Eclipse 2017: What I Learned About Church

The Eclipse of 2017. I know years from now this is how we’ll think about our recent solar eclipse. Like other historical and community-wide events we’ll tell the stories of where we were and what we did. We’ll remember the people we were with and we may even recall the conversations that preceded and followed the phenomenon. It was pretty incredible. It was memorable. It felt special and unique.

Like I do with most of life, I wonder what these experiences show us about the human quest for meaning and memory-making. Is there a “lesson” the Church can draw from the eclipse?

I’ve been wondering why it was such a big deal in the first place and suggest one answer may be the rarity of the experience. Even if you’ve seen an eclipse, they don’t happen every day. There was a sense of specialness about being in the right place at the right time. You needed special equipment, tools everyone could find or buy or make, but not tools you typically use. You had to make preparations, even if last minutes ones, to observe the eclipse.

Contrast this experience with our usual experience of church. Though we believe it to be communal, that you prepare, that it is special, many don’t experience any of that. Could the very familiarity, the repetitive nature, the regular and expected experience of church lends us to discount its value and importance? Could it be all of this is only true if we see church as a time of gathering or a place to worship instead of as a movement, as a people?

If we are the church (we are), then as ordinary as we are, together with Christ we become extraordinary. We are special, called to be and do great things. Maybe we don’t see ourselves this way and don’t share this story with others because we haven’t thought of the ways in which we are, and are being, transformed. Is there anything more incredible than a hardened heart softening to embrace the stranger? Is there a more powerful experience than the church enveloping a family in love as a child is presented for baptism? Is there a greater mystery than sharing in a meal whereby we encounter a living Savior?

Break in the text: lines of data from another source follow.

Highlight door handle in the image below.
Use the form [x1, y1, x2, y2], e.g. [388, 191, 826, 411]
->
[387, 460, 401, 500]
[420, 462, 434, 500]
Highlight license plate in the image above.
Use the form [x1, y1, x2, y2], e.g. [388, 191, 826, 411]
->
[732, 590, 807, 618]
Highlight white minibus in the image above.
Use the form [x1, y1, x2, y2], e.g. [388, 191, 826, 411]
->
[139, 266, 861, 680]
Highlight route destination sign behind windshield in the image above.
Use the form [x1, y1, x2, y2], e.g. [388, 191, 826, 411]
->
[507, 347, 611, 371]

If what prevents us from organizing block parties, renting out parking lots, traveling great distances, navigating traffic and weather and all manner of setbacks, preparing and sharing in moments of awe and wonder, is familiarity with the Church, maybe we need to reimagine how we understand Church?

I am the Church. You are the Church. We are the Church, together. And we are better together.

I agree there is little to inspire us in brick and mortar. There is little significance to our allotted hour or two. There is not much that separates our greatest program, ministry, and experience from other such opportunities in the world. What is worth getting out of bed for, what should draw us out of ourselves with excitement and enthusiasm, is each other. More specifically, what we are and become when we gather with and for Christ. This is what I mean by “better together”. We become the best versions of ourselves in community where we play and learn and share together as an expression of the why, the how, and the what of this life.

I will remember the eclipse primarily as a shared experience with friends and family and strangers. I will remember being drawn to consider my place in infinity. I will remember I hoped in some way I and others might imagine becoming Church could be filled with the same anticipation and joy which surrounded this event. Most of all, I will remember the eclipse brought the world together, focusing our eyes heavenward as we simply shared a slice of our lives. We were together and it was good.